Home / Berita / Daerah / Ulama Bali: Dakwah Harus dengan Aksi Nyata

Ulama Bali: Dakwah Harus dengan Aksi Nyata

Ilustrasi - kampung Islam di Bali. (ROL)
Ilustrasi – kampung Islam di Bali. (ROL)

dakwatuna.com – Denpasar. Dakwah dinilai bertujuan untuk mengubah masyarakat agar kehidupan dunia dan ibadahnya lebih baik. Ulama asal Candisa, Karangasem, Bali Ali H Saleh menjelaskan, dakwah hanya bisa dilakukan dengan upaya-upaya yang nyata.

“Memberdayakan masyarakat hanya bisa dilakukan dengan dakwah bil haal. Harus dengan aksi nyata,” kata Ali. Da’i tersebut mengatakan, dakwah tidak bisa hanya dengan ceramah dan ajakan-ajakan. Akan tetapi, memberi contoh dan teladan, bahkan dengan uluran tangan.

Menurutnya, orang-orang yang kehidupan ekonominya susah, selama ini paling banyak menghadapi masalah ketika hendak beribadah.

Penggagas dakwah bil haal itu mengatakan, umat Islam harus belajar ke orang Barat dalam membina umat.
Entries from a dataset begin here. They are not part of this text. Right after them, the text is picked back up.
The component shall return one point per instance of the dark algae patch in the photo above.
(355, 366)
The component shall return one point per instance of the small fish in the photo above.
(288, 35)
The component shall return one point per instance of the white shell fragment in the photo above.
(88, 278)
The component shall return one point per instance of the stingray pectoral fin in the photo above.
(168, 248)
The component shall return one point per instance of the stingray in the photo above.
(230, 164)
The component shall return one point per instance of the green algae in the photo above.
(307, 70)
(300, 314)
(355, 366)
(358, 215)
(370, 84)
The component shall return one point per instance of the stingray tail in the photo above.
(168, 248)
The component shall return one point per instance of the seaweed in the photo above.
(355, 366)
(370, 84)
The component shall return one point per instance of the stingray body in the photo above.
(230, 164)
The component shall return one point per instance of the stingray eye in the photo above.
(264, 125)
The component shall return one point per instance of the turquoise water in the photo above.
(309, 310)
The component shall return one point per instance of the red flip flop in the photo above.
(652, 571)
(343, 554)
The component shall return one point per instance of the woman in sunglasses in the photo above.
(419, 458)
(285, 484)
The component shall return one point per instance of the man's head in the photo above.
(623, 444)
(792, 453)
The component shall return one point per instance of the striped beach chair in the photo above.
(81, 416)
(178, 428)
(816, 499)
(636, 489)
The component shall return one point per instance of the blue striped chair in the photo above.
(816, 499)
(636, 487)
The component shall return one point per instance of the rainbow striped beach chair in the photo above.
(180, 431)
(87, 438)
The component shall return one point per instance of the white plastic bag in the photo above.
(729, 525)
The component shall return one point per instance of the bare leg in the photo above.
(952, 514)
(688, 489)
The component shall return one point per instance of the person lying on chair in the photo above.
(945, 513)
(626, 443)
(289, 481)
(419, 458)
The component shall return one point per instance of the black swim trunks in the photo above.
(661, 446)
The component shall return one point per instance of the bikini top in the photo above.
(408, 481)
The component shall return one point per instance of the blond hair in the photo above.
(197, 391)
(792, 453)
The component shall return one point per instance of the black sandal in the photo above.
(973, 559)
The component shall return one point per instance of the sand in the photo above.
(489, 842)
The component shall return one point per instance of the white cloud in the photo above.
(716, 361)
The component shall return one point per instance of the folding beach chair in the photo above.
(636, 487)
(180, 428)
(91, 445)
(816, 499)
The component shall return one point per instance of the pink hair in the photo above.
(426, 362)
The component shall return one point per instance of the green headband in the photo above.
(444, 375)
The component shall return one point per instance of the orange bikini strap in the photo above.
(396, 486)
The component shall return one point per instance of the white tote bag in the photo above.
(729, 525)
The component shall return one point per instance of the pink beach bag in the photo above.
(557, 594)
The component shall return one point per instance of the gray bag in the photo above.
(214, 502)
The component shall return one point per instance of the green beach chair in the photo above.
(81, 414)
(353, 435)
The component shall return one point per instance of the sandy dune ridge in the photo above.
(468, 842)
Selain memberikan bantuan, penerima bantuan dibimbing secara managemen, sambil dibekali masalah-masalah agama. “Kalau ekonomi sudah bagus, pastilah umat bisa beribadah lebih khusyuk,” katanya.

Ali yang pernah aktif dalam lembaga Foster Parent Plan (FPP) di Kabupaten Karangasem, mengaku belajar dari sana.
Dari aktivitasnya itu, dia menyusun buah pemikiran tentang dakwah bil haal dan kini semakin banyak dikenal oleh masyarakat Islam. Konsep dakwah bil haal yang disusun Ali, sempat didikusikan bersama sejumlah tokoh nasional, antara lain Ketua MUI Bali HSH Adnan (alm) dan juga Ketua Umum MUI saat itu KH Zaenal Muttaqin (alm). (Ahmad Baaras/A.Syalaby Ichsan/ROL)

About these ads

Redaktur: Ardne

Beri Nilai:
1 Star2 Stars3 Stars4 Stars5 Stars6 Stars7 Stars8 Stars9 Stars10 Stars (1 votes, average: 10,00 out of 10)
Loading...

Bergabunglah ke Channel @dakwatuna di Telegram, caranya klik di sini.
Tim dakwatuna adalah tim redaksi yang mengelola dakwatuna.com. Mereka terdiri dari dewan redaksi dan redaktur pelaksana dakwatuna.com

Lihat Juga

SIdang Umum Interpol di Bali. (alqudspress.com)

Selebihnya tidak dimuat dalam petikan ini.